Canadian Trainer Charged in Firefighting Student's Death
Source Firehouse.com News
Nearly three years after the death of a Canadian firefighting student during a training session, the man who was in charge of the course is facing criminal charges.
CBC News reports that trainer Terry Harrison, who was conducting a course in ice and water rescue in Hanover, has been charged with criminal negligence causing death in an incident that took the life of 30-year-old firefighting student Adam Brunt on Feb. 8, 2015.
"I saw with my own eyes the criminal negligence that he did," Terri Jo Thompson, one of Harrison's students that day, told the CBC.
Thompson and Brunt were among twelve students participating in the two-day rescue training course run by Harrison and his company, Herschel Rescue Training Services.
On the day of the tragic incident, students were traveling down the Saugeen River near a dam when Brunt's survival suit got caught on a piece of metal.
Brunt remained underwater for fifteen minutes, and Thompson said Harrison did not have any life-saving equipment or a cell phone and that students had to flag down cars to get help.
Following Brunt's death, Hanover Police carried out an investigation that did not result in any charges.
"So it sort of snuck up on us in the end that all of a sudden it was just, wham, we're not charging. We just don't think we have enough," Adam's father Al Brunt told the CBC.
Thompson, however, promised the family that she would pursue the matter.
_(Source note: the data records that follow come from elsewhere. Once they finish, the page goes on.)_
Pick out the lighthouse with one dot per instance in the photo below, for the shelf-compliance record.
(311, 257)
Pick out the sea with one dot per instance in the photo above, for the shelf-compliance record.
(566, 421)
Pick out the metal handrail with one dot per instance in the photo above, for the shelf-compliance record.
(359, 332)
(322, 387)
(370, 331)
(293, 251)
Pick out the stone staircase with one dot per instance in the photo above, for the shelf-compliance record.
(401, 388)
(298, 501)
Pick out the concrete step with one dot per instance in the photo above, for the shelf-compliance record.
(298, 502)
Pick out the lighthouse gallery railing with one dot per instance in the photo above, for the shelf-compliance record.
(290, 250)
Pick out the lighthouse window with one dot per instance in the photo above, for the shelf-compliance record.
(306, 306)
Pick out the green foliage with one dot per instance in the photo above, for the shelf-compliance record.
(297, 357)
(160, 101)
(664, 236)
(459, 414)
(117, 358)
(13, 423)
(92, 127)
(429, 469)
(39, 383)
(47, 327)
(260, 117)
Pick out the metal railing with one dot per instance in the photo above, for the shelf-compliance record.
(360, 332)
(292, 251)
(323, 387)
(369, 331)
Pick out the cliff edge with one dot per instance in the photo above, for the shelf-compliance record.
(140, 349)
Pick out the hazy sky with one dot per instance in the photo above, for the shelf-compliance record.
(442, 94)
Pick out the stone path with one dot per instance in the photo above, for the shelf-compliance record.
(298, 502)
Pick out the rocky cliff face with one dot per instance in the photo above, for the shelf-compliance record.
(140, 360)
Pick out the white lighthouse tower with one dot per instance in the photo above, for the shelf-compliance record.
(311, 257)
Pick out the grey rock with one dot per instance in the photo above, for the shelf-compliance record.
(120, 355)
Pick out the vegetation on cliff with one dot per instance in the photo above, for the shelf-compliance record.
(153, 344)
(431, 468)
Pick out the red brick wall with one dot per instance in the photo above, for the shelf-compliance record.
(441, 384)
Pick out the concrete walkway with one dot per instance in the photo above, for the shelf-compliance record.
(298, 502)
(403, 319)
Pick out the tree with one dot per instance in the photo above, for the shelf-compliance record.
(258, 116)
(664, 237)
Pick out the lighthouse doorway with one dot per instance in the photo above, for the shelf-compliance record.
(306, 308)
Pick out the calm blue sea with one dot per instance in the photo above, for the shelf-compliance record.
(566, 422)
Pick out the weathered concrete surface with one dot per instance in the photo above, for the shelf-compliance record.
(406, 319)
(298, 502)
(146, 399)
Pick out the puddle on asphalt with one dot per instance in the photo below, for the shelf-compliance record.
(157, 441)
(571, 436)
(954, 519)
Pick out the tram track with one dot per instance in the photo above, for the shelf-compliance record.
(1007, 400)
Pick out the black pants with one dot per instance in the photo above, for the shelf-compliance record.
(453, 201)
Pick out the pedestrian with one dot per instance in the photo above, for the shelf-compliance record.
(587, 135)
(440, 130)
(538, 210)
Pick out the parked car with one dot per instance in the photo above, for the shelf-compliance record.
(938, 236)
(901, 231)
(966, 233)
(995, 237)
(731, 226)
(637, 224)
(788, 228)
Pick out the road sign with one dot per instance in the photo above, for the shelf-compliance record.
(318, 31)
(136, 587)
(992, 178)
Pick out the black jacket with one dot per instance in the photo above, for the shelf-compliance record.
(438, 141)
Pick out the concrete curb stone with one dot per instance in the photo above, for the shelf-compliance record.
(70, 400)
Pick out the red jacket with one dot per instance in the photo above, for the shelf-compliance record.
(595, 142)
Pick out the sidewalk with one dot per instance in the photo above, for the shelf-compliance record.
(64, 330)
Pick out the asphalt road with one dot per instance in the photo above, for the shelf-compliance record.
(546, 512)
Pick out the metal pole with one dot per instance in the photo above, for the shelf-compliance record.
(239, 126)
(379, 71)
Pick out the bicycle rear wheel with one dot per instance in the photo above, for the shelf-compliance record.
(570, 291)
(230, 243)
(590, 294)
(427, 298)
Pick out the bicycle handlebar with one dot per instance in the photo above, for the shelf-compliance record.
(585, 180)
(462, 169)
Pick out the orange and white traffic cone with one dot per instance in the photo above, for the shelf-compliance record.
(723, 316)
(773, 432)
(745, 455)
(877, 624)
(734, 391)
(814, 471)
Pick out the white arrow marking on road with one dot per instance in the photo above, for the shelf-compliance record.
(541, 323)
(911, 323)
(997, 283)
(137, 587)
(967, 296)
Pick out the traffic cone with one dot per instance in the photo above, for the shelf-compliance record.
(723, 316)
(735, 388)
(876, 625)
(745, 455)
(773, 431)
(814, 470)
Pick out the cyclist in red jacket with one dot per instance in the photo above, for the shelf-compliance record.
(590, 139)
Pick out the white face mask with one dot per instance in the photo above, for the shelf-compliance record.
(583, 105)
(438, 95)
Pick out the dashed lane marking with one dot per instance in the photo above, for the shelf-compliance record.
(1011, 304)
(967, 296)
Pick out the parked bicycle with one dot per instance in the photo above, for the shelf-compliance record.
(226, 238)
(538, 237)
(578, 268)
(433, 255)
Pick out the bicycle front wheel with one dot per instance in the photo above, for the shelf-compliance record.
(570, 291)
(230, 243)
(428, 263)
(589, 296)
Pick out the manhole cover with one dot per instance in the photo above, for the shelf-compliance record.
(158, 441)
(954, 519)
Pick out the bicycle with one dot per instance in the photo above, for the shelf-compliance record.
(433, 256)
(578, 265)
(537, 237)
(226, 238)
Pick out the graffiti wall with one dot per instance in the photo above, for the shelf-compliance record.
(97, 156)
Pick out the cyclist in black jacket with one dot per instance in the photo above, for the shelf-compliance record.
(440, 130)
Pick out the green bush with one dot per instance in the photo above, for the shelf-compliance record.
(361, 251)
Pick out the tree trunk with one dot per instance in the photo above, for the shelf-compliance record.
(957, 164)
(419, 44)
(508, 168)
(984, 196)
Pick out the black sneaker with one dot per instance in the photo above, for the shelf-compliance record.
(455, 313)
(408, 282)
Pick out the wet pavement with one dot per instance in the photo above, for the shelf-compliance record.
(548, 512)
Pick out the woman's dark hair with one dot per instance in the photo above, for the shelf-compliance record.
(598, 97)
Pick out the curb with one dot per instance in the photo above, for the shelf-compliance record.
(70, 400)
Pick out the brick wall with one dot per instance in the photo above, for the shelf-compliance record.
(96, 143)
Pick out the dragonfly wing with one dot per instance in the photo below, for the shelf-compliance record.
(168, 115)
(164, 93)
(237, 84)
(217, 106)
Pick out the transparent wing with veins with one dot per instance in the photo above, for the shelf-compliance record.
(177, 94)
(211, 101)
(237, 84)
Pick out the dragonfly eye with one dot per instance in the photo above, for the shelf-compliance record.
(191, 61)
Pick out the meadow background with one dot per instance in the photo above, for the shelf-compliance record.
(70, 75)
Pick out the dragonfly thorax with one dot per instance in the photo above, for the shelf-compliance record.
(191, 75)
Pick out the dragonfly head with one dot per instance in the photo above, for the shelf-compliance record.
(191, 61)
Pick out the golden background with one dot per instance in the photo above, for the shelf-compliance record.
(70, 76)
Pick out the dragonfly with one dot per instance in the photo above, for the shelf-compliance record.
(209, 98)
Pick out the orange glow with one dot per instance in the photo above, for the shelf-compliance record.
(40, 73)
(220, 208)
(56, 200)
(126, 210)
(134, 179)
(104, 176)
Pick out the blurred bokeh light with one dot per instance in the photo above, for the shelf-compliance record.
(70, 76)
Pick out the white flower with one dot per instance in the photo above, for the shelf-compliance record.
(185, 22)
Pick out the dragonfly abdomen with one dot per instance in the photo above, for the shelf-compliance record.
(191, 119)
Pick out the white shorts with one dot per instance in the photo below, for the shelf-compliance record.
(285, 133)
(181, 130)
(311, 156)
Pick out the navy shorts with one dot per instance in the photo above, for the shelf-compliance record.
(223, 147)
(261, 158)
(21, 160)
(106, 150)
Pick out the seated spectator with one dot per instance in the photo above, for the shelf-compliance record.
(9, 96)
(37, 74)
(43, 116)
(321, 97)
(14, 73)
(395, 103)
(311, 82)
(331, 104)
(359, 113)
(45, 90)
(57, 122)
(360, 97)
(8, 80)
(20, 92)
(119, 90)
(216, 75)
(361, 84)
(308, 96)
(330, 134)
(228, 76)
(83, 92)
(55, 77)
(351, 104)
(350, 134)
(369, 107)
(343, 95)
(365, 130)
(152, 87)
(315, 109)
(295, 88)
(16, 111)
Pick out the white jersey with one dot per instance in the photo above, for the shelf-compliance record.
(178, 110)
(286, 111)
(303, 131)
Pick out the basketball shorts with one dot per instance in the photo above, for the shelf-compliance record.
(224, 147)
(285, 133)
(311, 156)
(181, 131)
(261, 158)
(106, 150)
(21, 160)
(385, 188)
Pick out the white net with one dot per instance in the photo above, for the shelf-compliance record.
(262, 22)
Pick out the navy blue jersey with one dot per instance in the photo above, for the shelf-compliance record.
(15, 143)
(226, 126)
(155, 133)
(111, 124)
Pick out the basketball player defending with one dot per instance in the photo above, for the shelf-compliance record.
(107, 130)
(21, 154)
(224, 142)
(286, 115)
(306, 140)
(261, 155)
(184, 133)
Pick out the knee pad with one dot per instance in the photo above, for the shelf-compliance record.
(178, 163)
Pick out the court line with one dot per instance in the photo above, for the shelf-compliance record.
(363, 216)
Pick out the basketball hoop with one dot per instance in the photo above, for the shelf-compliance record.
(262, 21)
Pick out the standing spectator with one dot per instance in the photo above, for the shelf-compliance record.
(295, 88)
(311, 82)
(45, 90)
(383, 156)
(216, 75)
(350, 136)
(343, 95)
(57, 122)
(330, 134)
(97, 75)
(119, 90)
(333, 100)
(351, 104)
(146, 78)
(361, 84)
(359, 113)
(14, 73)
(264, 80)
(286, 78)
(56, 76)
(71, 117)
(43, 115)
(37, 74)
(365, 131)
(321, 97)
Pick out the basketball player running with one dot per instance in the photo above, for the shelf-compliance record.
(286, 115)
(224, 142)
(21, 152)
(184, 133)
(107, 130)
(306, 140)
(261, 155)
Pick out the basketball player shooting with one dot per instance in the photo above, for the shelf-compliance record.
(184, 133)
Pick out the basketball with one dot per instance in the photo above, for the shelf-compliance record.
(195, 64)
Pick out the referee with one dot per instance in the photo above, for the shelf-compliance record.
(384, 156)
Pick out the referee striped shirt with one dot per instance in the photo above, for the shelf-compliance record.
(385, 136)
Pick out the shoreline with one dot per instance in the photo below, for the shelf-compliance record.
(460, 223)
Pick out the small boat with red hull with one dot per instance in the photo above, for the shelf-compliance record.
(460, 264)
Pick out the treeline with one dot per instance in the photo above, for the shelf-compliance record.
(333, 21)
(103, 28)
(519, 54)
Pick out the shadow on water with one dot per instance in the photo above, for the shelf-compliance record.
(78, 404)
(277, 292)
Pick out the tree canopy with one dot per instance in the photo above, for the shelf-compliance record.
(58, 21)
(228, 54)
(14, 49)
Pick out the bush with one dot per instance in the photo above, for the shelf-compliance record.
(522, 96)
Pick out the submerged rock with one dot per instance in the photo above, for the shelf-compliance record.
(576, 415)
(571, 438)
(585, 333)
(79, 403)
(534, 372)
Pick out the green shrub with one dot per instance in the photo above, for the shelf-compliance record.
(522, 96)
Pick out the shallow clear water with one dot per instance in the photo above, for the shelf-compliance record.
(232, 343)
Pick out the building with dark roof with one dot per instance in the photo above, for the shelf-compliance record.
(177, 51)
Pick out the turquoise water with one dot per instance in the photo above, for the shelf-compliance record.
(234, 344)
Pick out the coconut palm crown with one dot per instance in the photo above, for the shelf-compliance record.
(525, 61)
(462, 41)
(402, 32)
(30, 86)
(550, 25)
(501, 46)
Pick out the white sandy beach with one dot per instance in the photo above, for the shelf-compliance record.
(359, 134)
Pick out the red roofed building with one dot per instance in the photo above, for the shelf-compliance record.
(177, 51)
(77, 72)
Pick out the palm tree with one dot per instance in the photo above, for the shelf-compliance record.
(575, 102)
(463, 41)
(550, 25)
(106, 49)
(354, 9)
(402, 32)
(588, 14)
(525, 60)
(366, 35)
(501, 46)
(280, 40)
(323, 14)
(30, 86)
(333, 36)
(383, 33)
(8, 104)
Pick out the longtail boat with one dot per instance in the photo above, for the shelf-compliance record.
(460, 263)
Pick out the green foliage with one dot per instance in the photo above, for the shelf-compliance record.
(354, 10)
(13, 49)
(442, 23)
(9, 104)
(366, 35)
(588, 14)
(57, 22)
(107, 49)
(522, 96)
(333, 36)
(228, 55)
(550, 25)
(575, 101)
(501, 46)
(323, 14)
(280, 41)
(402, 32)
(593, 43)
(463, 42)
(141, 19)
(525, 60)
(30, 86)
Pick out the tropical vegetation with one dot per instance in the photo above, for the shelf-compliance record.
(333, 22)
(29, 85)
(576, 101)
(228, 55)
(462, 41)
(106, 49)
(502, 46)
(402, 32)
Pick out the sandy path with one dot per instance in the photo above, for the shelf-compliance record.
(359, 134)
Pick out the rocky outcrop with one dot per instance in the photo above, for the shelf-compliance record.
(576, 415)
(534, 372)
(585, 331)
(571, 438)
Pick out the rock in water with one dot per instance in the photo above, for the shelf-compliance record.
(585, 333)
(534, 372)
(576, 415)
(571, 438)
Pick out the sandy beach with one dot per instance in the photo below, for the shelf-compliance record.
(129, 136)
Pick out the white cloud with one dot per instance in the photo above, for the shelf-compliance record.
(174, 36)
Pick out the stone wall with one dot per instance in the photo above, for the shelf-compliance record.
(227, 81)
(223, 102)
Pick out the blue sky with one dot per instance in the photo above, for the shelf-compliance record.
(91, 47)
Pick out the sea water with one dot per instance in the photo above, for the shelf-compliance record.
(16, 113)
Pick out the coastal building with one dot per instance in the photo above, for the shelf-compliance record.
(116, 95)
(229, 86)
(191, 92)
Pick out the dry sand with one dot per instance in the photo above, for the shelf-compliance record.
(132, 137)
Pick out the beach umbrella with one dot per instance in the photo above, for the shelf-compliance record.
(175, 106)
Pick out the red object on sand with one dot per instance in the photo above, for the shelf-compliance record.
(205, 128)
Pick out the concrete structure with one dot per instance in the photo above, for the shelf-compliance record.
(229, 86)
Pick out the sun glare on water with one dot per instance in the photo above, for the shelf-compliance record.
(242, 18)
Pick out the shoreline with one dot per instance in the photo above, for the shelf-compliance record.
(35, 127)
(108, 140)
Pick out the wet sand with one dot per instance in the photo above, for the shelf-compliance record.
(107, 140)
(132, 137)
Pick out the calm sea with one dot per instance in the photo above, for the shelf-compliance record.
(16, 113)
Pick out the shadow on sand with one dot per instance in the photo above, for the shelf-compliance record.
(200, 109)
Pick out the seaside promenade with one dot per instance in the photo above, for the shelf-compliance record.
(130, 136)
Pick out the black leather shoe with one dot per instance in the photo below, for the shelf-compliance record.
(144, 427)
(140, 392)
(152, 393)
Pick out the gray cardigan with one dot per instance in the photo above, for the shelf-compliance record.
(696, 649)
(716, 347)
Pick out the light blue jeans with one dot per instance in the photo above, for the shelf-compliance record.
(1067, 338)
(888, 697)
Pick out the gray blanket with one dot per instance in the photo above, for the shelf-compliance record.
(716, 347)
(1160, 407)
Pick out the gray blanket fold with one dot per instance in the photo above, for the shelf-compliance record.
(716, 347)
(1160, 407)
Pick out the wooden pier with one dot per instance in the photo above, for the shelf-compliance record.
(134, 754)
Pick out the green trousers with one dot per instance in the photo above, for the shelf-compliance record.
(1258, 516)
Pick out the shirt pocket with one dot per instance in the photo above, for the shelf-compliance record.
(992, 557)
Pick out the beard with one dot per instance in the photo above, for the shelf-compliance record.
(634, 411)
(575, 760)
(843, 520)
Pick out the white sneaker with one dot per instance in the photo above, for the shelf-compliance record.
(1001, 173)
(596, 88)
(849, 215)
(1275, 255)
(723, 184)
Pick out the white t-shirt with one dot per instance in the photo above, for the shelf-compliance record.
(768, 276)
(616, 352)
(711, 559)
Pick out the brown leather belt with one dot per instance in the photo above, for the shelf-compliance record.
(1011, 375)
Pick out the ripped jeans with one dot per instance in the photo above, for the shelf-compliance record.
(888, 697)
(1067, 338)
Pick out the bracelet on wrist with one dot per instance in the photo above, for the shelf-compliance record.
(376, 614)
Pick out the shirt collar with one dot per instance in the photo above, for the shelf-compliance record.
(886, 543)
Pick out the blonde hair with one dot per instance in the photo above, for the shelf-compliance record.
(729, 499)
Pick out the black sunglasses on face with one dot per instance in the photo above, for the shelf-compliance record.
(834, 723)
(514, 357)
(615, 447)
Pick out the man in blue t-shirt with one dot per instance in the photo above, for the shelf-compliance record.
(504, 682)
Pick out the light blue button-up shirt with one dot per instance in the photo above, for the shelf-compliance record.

In Ontario, citizens who believe a crime has been committed can argue their case in front of a judge or justice of the peace.
"I just felt that if there was one person to pursue this course of a private prosecution it was the person that was there with him in his last moments," Thompson said.
Several hearings took place in Walkerton, Ontario, between July and December of this year, and on Dec. 5, a justice of the peace agreed there was enough evidence to charge Harrison.
After Brunt's death, his family discovered that Harrison had been involved in another deadly training exercise in January 2010 when volunteer firefighter Gary Kendall died after becoming trapped under a fast-moving ice floe in waters near Sarnia, Ontario.
According to CBC News, Harrison is expected to make his first court appearance Jan. 24 in Walkerton.